What do JSON mode and parallel function calling change for developers?
How did the “Mood Tunes” demo illustrate end-to-end orchestration across capabilities?
Review Questions
- In the Assistants API, what responsibilities are handled by Runs versus what must developers manage themselves?
- Compare how knowledge grounding works in GPTs versus retrieval in the Assistants API—what automation is emphasized in each?

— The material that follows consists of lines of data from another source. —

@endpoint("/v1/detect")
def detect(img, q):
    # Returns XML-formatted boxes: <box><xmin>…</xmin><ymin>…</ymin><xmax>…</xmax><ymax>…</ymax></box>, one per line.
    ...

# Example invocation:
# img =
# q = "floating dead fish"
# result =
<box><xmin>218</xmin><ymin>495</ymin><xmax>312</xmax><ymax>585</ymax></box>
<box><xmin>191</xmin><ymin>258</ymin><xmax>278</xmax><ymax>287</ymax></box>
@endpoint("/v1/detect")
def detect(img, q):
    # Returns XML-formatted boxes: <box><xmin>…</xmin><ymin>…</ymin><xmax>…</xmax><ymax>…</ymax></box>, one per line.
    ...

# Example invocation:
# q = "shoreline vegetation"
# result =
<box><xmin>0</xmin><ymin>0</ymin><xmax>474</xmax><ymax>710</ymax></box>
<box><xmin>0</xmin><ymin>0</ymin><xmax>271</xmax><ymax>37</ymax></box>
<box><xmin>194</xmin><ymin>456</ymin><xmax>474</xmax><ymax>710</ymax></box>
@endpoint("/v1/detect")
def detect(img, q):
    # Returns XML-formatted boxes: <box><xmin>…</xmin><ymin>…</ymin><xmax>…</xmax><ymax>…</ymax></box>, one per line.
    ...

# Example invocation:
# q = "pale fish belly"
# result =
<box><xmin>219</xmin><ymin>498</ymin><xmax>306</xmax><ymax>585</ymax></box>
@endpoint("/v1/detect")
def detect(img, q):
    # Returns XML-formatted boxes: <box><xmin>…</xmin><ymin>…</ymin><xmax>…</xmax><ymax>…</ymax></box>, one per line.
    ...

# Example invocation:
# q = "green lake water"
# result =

- Why do JSON mode and parallel function calling matter for building reliable, low-latency assistant features?
Key Points
- 1
GPTs are built from instructions (system message), knowledge (uploaded files with retrieval), and actions/tools that connect to external systems.
- 2
A new GPT creation workflow supports iterative building via conversation, then deeper configuration and testing before publishing.
- 3
Actions can integrate real services (e.g., Asana via retool) with OAuth and end-user confirmation before data is sent.
- 4
Knowledge grounding in GPTs can come from uploaded documents (like a keynote PDF), enabling retrieval-based answers and file-grounded conversation.
- 5
The Assistants API introduces stateful primitives—Assistant, Threads, Messages, and Runs—so developers don’t have to manually manage context truncation or message storage.
- 6
Code Interpreter, Retrieval, and Function Calling provide three distinct tool categories: sandboxed code execution, built-in document search, and developer-defined function execution.
- 7
Function calling improvements include JSON mode for valid JSON outputs and parallel function calling to execute multiple actions in one invocation.